Some see this scene, including the slaughter of people, as a clever role reversal in a temple setting — I cannot bear the obscenity. Zephaniah’s words cannot support the weight of the wrath, distress, anguish, and devastation they are intended to mean, and thick darkness and gloom cover not only the scene but also the heart of the reader. With wars raging and people being slaughtered in Ukraine, in Sudan, and in the land Palestinians and Jews call home, and in the places that barely make the news, the vocabulary of Zephaniah’s ‘day of the Lord’ together with the cries of the dying, the broken, and the orphaned — and note that we do have a name for a child whose parents have died, but not for a father whose child is no more or a mother whose child has been abducted — these words and these cries do not illustrate the prophet’s clever use of ritual conventions in his proclamation of divine judgment. They confront us with reality. They show us the hideous trajectories of our idolatrous habits. Can they shock us into recognition? Can they wake us from slumber?

Yet even for Zephaniah, who saw the whole creation at stake in the ways a city honored God’s covenant demands or not, even for Zephaniah, the Day of the Lord did not represent the end of the world, but the possibility of a new future of faithfulness. The first chapter ends with the words, “In the fire of [the Lord’s] passion the whole earth shall be consumed, for a full, a terrible end he will make of all the inhabitants of the earth.” And yet, only three verses into the next chapter, the prophet writes, “Seek the Lord, all you humble of the land who do his commands; seek righteousness, seek humility; perhaps you may be hidden on the day of the Lord’s wrath.”

Perhaps opens a window in the thick darkness of wrath, an opening for light to enter and provide shelter. And that hopeful, humble perhaps becomes a bold because in the proclamation of Paul. “You know very well that the day of the Lord will come like a thief in the night,” he tells believers in Thessalonica. Those who say, “There is peace and security,” will be surprised, he tells them. “Peace and security” was a Roman slogan, stamped on Roman coinage to remind people that imperial power was the true source and guarantee of the world’s peace and security. Roman power presented itself as irresistible, inevitable, and, of course, divinely ordained, but the followers of Jesus lived in the world that Rome had made as citizens of the world to come. No matter how loudly the emperor cult declared Caesar to be Lord, they knew that the true Lord was coming, and Paul reminded them that his coming was inevitable, like labor pains, and unknown, like the arrival of a thief in the night. Only to them, Jesus’ coming wouldn’t be at all like a thief breaking in at night, because they were living in the day. For them, the night had ended and light had penetrated the thick darkness when God raised Jesus from the dead. And they belonged to Jesus.
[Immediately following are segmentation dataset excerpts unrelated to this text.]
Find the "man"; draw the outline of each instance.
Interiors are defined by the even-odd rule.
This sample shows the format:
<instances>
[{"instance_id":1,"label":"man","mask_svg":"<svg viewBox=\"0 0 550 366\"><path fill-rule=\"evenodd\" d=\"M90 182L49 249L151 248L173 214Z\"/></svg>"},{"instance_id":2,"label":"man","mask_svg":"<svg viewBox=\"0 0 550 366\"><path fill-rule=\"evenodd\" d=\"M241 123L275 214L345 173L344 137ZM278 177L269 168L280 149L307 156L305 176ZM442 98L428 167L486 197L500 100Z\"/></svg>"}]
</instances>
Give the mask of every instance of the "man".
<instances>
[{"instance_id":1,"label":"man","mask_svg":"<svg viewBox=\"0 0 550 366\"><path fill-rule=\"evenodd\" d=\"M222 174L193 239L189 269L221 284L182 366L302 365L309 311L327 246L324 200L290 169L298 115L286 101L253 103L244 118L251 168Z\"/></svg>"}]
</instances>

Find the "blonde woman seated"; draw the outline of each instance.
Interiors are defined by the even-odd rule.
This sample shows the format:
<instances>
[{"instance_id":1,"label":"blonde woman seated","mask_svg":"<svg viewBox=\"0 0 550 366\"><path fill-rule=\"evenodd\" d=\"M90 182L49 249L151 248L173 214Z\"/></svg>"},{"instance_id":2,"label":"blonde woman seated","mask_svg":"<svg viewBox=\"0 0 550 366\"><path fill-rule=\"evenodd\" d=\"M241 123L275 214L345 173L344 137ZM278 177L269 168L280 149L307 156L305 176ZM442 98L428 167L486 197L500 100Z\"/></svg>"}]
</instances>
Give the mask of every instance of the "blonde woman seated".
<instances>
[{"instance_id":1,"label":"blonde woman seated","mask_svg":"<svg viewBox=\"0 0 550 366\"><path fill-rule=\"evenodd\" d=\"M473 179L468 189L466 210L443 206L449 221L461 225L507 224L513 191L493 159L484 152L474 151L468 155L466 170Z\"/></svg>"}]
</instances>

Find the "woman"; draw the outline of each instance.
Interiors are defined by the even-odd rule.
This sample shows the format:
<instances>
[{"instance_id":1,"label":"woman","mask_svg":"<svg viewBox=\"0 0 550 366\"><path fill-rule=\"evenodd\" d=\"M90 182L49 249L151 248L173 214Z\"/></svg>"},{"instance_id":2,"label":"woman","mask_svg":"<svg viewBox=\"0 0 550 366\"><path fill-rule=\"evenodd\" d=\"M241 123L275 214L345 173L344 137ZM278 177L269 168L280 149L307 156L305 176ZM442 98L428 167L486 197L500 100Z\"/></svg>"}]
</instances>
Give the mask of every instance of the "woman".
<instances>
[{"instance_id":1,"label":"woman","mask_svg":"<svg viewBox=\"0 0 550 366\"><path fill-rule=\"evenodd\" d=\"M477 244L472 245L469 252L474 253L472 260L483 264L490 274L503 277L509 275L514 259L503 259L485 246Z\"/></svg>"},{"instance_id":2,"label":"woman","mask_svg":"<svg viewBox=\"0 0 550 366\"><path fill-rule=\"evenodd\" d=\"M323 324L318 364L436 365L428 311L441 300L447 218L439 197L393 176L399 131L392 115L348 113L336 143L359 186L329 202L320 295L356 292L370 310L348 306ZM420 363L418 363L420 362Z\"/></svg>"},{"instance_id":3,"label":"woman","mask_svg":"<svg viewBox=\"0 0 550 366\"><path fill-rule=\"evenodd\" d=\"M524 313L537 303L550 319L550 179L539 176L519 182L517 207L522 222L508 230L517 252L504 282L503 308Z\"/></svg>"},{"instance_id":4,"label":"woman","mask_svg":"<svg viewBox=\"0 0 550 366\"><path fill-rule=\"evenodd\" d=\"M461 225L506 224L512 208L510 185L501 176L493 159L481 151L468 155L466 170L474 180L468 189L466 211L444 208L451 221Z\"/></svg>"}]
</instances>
Followers of Jesus are living in the day, because with Jesus risen from the dead, it’s a whole new world. Followers of Jesus are living as children of the day, because with Jesus risen from the dead, we are new people. The light of Christ is forever part of who we are. We don’t look to the Day of the Lord with fear, because for us it’s the culmination of the life we are already living.[5] Because we belong to Jesus, because he died our death, we live his life of complete obedience to the demands of covenant faithfulness – we practice obedience, we seek righteousness, we seek humility, and we leave the completion to him. We follow Jesus, confident that God has destined all of us not for wrath but for salvation through Christ — and if all of us, then indeed all of creation. And so we sing, O Day of God Draw Nigh, because the light of the world is risen and already shining in a million places. And we sing, All My Hope on God Is Founded.




[1] Amos 5:18,20

[2] See Amos 2:7; 4:1; 5:10,12.

[3] Nicholas Wolterstorff, “Justice as a condition of authentic liturgy,” Theology Today, Vol 48.1, 10.